Dice infatti:”Il mio soggetto si trovava molto vicino a quello di Nakamura e descriveva il desiderio d’amore dei contadini che vivevano in una condizione di sofferenza… di giorno in giorno i personaggi del manoscritto mi si sono imposti fino a prendere tutto il racconto”.

Il film fu girato in un villaggio abbandonato ricostruito in tre mesi, location suggestiva fra le montagne selvose di quel Giappone rurale di antiche tradizioni e secolare abbandono, dove più forti possono esplodere passioni selvagge e più è connaturata la presenza dell’orrido, sia esso il fantasma di Gisaburo che comincerà ad ossessionare le notti di Seki, sia la messa in scena, tra onirica e reale, che traduce in immagini i demoni della colpa che assalgono i due assassini, fino all’ultimo uniti da un vincolo profondo che neanche la tortura riesce ad annullare.
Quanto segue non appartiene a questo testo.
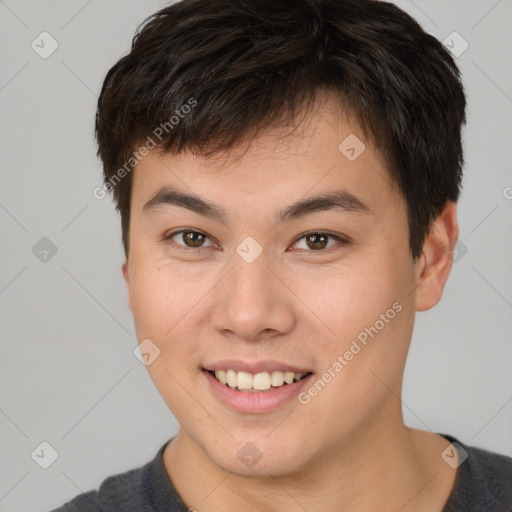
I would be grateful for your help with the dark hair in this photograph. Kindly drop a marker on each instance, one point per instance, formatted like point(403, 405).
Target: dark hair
point(250, 65)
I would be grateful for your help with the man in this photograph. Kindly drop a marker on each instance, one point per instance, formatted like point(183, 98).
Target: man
point(287, 176)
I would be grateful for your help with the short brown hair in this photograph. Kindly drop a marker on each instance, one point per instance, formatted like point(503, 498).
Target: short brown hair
point(250, 64)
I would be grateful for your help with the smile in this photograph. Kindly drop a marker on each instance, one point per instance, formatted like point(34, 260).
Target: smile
point(262, 381)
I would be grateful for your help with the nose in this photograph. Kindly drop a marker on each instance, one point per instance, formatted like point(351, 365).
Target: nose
point(253, 303)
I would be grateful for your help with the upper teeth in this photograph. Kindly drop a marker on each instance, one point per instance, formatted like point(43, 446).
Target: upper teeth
point(258, 381)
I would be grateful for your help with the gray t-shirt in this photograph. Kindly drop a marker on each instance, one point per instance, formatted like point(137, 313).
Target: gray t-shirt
point(483, 484)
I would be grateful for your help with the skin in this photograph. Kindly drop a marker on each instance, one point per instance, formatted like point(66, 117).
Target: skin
point(348, 446)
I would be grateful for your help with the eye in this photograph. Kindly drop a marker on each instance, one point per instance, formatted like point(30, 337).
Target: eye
point(191, 239)
point(317, 241)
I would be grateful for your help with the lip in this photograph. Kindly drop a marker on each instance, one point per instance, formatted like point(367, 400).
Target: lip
point(268, 365)
point(254, 403)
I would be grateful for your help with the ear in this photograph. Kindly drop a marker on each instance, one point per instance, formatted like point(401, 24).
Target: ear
point(126, 276)
point(434, 265)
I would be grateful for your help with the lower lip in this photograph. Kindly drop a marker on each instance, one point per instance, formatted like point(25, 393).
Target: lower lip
point(258, 402)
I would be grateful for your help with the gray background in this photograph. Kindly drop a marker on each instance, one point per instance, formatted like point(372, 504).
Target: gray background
point(67, 370)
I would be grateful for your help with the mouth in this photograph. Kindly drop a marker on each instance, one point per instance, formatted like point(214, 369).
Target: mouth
point(261, 382)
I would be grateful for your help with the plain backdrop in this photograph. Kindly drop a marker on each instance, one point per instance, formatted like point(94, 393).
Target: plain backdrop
point(68, 375)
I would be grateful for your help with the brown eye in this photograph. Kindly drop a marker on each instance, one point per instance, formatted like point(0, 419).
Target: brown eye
point(189, 239)
point(193, 238)
point(318, 241)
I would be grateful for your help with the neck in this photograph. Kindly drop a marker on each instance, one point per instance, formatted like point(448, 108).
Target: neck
point(376, 468)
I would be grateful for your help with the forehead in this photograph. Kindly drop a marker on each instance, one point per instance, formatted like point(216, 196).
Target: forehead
point(326, 152)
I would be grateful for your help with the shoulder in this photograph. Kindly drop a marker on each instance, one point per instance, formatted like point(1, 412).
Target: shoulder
point(123, 491)
point(483, 482)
L’impero della passione descrive un legame fra più soggetti, a differenza del rapporto esclusivo e divorante del film precedente, ed è quello fra i due amanti, innanzitutto, e il marito di lei, il conducente di risciò il cui cadavere, gettato nel pozzo, tornerà drammaticamente alla luce nel recupero poliziesco, ma la cui presenza fantasmatica incombe su tutto il dramma.

Pervade il film un’atmosfera sepolcrale, “ossianica”, interni ed esterni trasudano senso di oppressione, ampie zone d’ombra quasi inghiottono gli uomini. Il dialogo è essenziale, come si conviene ad un mondo poco alfabetizzato, dove la comunicazione è ristretta al quotidiano trascorrere da una fatica all’altra.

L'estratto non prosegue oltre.